Michael paced his room while trying to decide exactly how to tell his mom he planned to leave town for the summer. He hated to lie to her. But he couldn’t just come out and tell her that he was running off with Nora Sutherlin. He knew his mom knew what he was. Or at least she knew that he wasn’t like other kids. The boys at his school got in trouble for Playboy magazines stashed under their mattresses or for knocking up the cheerleaders. But when Michael got in trouble it was for burning and cutting himself, for downloading pictures of men being tied up and beaten by women and even other men. And when in trouble, he didn’t get grounded. He got slapped and thrown against the wall by his dad with enough force to leave bruises—the bad kind—all over him.
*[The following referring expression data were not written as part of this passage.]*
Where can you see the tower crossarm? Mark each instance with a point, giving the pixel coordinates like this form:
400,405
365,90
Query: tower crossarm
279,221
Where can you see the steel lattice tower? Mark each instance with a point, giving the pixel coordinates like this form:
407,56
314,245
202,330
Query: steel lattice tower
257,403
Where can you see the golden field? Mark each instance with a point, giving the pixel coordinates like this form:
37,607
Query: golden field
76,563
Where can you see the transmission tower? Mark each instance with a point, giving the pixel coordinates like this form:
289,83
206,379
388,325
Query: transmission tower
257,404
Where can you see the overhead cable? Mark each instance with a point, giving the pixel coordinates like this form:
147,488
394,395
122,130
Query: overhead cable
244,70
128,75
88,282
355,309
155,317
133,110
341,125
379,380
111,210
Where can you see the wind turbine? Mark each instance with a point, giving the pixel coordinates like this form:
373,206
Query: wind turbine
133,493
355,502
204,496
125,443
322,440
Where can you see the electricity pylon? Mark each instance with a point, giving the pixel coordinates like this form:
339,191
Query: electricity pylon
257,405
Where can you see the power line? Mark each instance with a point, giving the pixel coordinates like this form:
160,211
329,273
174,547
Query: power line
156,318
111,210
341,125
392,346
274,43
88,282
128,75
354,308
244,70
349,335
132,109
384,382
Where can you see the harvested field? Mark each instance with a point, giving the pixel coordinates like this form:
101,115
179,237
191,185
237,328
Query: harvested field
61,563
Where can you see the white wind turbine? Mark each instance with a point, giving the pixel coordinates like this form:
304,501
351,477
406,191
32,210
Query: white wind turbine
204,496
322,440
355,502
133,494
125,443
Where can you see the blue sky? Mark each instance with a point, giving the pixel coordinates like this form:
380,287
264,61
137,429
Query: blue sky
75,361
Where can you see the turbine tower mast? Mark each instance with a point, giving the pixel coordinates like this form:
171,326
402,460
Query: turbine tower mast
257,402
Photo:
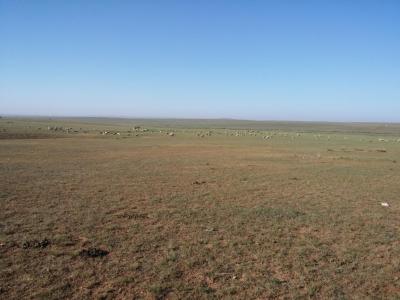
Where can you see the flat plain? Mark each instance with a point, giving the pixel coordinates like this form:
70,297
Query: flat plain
198,209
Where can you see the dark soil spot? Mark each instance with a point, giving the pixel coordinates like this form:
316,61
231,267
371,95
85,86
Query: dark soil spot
36,244
93,252
198,182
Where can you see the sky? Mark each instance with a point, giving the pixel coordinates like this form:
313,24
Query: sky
262,60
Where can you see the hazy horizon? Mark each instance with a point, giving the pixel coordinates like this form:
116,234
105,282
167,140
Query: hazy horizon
277,60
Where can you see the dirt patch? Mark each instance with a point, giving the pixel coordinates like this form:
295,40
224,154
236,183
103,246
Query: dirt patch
93,252
36,244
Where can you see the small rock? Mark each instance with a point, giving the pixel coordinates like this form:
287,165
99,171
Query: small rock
36,244
93,252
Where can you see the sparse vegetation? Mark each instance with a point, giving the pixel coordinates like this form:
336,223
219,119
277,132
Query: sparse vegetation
215,212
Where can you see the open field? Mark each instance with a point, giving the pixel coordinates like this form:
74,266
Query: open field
198,209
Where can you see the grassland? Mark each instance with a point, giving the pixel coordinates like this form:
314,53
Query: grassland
221,209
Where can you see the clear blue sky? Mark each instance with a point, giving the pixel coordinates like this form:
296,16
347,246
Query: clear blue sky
280,60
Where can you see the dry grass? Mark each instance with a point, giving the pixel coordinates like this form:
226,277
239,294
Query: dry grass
188,217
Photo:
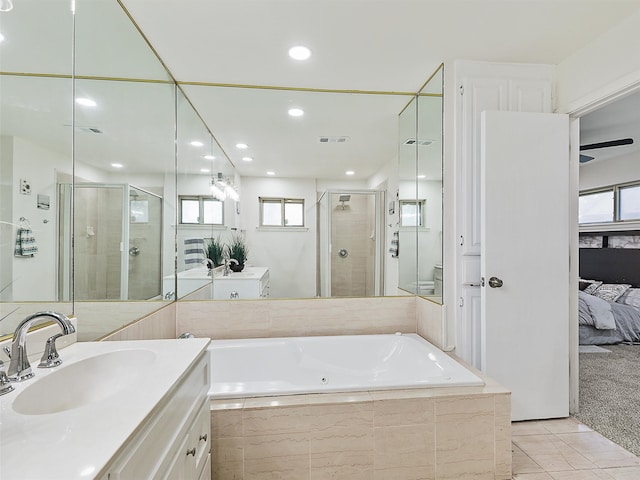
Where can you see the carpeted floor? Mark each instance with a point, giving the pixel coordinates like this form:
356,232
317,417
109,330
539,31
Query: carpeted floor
610,394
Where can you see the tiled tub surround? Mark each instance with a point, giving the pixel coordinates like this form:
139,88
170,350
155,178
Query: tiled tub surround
438,433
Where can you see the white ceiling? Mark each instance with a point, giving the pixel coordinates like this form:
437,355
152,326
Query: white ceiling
379,45
384,46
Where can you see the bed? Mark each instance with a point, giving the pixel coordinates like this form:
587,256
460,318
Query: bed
609,297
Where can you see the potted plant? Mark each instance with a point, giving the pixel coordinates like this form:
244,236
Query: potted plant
238,251
214,249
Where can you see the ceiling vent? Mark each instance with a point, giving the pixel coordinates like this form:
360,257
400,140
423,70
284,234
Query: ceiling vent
334,139
86,129
413,141
89,129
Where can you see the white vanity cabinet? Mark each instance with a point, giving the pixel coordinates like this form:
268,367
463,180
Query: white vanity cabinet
252,282
175,441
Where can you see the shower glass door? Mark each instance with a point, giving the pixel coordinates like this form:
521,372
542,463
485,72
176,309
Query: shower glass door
144,249
355,243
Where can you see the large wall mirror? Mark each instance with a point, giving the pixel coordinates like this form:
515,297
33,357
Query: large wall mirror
420,191
104,148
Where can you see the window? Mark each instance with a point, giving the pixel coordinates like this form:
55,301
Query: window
281,212
596,207
629,203
614,204
412,213
201,211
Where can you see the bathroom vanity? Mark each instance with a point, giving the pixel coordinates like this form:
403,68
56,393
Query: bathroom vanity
112,410
251,282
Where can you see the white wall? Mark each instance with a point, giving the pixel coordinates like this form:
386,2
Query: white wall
611,172
610,63
35,278
387,179
290,254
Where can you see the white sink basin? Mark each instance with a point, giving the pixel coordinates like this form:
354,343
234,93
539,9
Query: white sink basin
237,275
87,381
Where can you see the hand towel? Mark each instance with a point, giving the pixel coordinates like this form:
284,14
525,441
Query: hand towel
25,243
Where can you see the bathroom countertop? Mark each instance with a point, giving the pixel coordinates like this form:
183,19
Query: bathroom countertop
78,443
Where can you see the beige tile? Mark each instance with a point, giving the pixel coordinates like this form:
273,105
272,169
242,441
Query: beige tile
327,417
577,475
226,423
265,447
530,427
226,451
403,412
227,471
565,425
280,468
405,452
532,476
270,421
341,440
623,473
465,437
599,450
522,463
547,444
561,462
336,465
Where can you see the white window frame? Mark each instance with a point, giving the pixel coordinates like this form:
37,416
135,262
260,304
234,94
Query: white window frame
201,200
282,202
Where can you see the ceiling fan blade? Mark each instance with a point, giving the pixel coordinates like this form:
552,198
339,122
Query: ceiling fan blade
610,143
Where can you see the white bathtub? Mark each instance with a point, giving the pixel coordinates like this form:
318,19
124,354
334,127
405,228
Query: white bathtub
288,366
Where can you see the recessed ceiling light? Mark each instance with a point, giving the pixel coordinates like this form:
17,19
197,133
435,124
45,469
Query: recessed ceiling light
86,102
299,52
6,6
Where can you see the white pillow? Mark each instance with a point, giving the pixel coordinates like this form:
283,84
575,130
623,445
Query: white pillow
611,291
630,297
593,287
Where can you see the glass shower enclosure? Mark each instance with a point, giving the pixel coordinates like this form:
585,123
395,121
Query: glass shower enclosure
117,231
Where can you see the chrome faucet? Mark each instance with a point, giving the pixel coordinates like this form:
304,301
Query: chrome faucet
19,367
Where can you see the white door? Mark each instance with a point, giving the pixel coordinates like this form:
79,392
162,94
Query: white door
525,259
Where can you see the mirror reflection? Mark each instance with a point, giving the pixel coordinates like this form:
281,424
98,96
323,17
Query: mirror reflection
35,154
420,191
321,196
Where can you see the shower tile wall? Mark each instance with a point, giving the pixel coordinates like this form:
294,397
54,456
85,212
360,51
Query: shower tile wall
351,229
145,269
98,233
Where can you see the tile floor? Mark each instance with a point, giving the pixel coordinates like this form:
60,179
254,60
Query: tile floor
565,449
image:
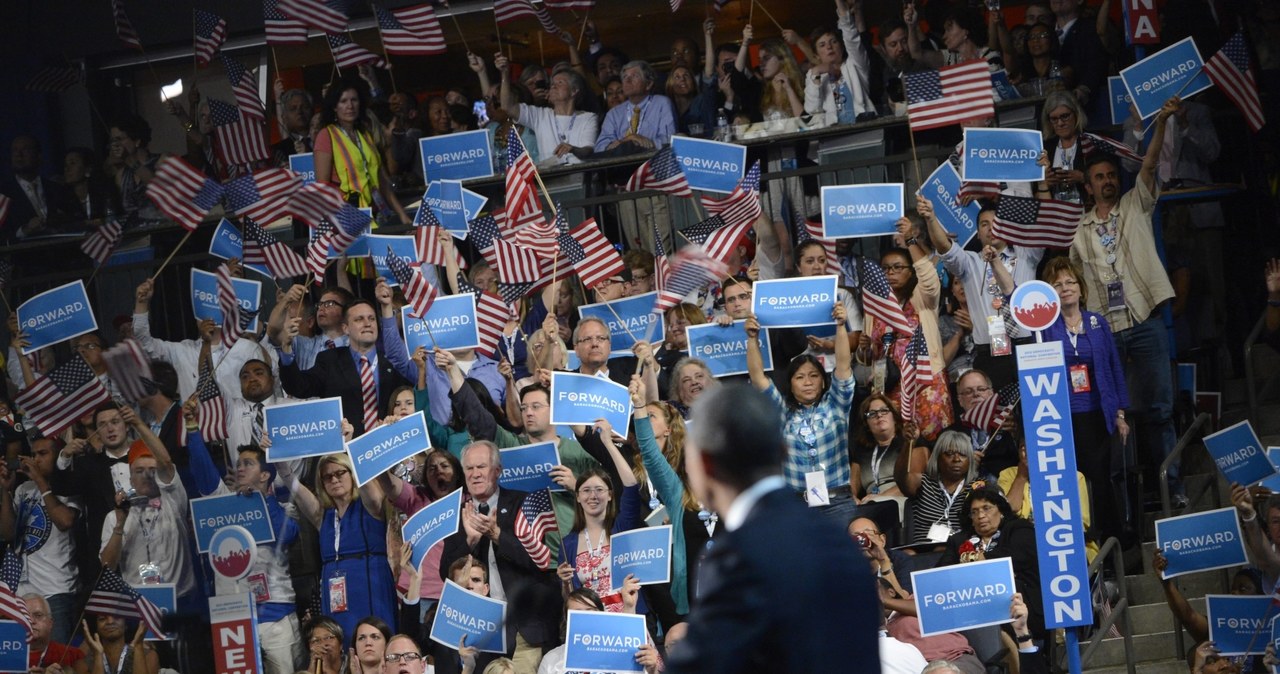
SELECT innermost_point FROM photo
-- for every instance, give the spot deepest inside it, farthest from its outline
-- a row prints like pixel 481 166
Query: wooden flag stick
pixel 190 232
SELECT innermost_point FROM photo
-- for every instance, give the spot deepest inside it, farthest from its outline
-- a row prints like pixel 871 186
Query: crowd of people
pixel 913 484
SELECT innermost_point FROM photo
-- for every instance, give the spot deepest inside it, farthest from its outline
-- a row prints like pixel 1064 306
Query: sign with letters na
pixel 227 243
pixel 14 650
pixel 55 316
pixel 723 349
pixel 851 211
pixel 304 429
pixel 432 525
pixel 598 641
pixel 378 450
pixel 1238 454
pixel 457 156
pixel 942 189
pixel 1235 622
pixel 584 398
pixel 1159 77
pixel 630 320
pixel 403 248
pixel 963 596
pixel 528 467
pixel 794 302
pixel 304 165
pixel 213 513
pixel 709 165
pixel 644 553
pixel 449 324
pixel 996 155
pixel 1054 486
pixel 204 296
pixel 462 613
pixel 1201 541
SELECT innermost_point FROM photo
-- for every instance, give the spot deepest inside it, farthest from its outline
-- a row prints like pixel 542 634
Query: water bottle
pixel 722 132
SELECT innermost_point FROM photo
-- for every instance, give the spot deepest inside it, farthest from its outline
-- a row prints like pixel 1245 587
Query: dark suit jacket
pixel 21 210
pixel 534 601
pixel 781 594
pixel 334 375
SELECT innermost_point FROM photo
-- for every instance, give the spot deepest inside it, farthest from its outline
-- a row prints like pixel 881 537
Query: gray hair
pixel 950 441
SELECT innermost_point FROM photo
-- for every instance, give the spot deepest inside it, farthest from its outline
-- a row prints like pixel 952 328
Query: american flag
pixel 521 193
pixel 54 78
pixel 245 86
pixel 1037 223
pixel 717 237
pixel 55 400
pixel 129 368
pixel 661 172
pixel 507 10
pixel 1229 69
pixel 315 14
pixel 183 192
pixel 103 241
pixel 210 35
pixel 878 298
pixel 123 26
pixel 113 596
pixel 690 270
pixel 315 202
pixel 428 243
pixel 211 408
pixel 1092 142
pixel 492 315
pixel 318 250
pixel 949 96
pixel 592 255
pixel 412 31
pixel 240 137
pixel 533 521
pixel 282 30
pixel 264 195
pixel 417 290
pixel 261 248
pixel 347 54
pixel 743 205
pixel 12 606
pixel 917 372
pixel 992 412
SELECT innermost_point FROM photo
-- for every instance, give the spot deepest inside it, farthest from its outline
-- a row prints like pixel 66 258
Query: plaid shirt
pixel 817 436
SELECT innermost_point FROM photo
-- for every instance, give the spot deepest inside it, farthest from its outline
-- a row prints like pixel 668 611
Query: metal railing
pixel 1111 550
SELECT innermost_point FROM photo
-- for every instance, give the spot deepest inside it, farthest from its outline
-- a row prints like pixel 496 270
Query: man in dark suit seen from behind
pixel 784 590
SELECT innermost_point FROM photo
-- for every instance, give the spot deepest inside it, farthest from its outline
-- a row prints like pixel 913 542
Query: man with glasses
pixel 488 532
pixel 995 452
pixel 988 279
pixel 320 325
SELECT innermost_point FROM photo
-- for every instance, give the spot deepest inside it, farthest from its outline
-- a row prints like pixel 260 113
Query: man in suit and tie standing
pixel 489 533
pixel 784 590
pixel 360 375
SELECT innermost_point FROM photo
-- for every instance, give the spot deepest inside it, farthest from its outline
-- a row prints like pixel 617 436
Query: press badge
pixel 1000 344
pixel 338 592
pixel 816 489
pixel 1079 374
pixel 1115 296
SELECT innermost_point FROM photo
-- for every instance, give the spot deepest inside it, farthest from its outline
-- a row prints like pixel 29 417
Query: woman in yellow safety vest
pixel 346 154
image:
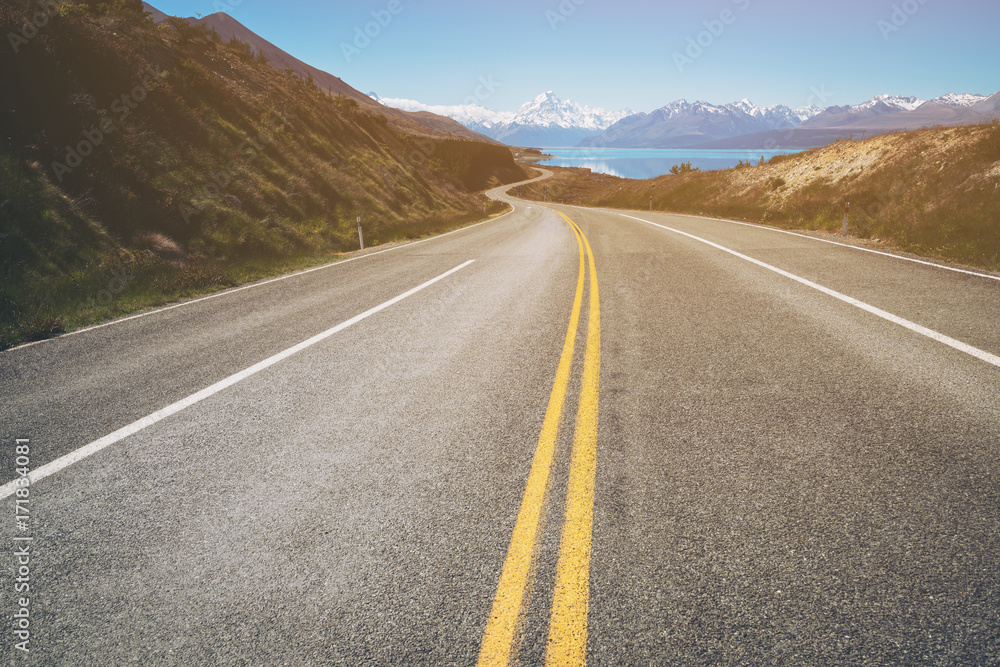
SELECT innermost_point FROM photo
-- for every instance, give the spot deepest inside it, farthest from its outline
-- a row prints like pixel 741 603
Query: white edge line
pixel 234 290
pixel 767 228
pixel 912 326
pixel 77 455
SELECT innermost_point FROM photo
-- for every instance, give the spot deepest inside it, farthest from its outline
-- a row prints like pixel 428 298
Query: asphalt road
pixel 780 475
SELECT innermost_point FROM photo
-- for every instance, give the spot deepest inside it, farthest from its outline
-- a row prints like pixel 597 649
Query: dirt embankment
pixel 934 191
Sicko … pervert … freak … His father had said them all. When his mother tried to defend him against his father, saying Michael was just young and confused, his father had hit her too. The fighting had become an everyday thing, until his dad finally just up and moved out. Michael’s mom had gone into shell shock and still hadn’t completely recovered from it. The night Michael slashed his wrists it was with one thought in mind: maybe if he died his parents wouldn’t have anything to fight about anymore.
Michael took a deep breath and left his bedroom. He found his mom in the kitchen putting away groceries.
“Hey,” he said, rubbing his arms as if he was cold. He wasn’t, but he had goose bumps anyway.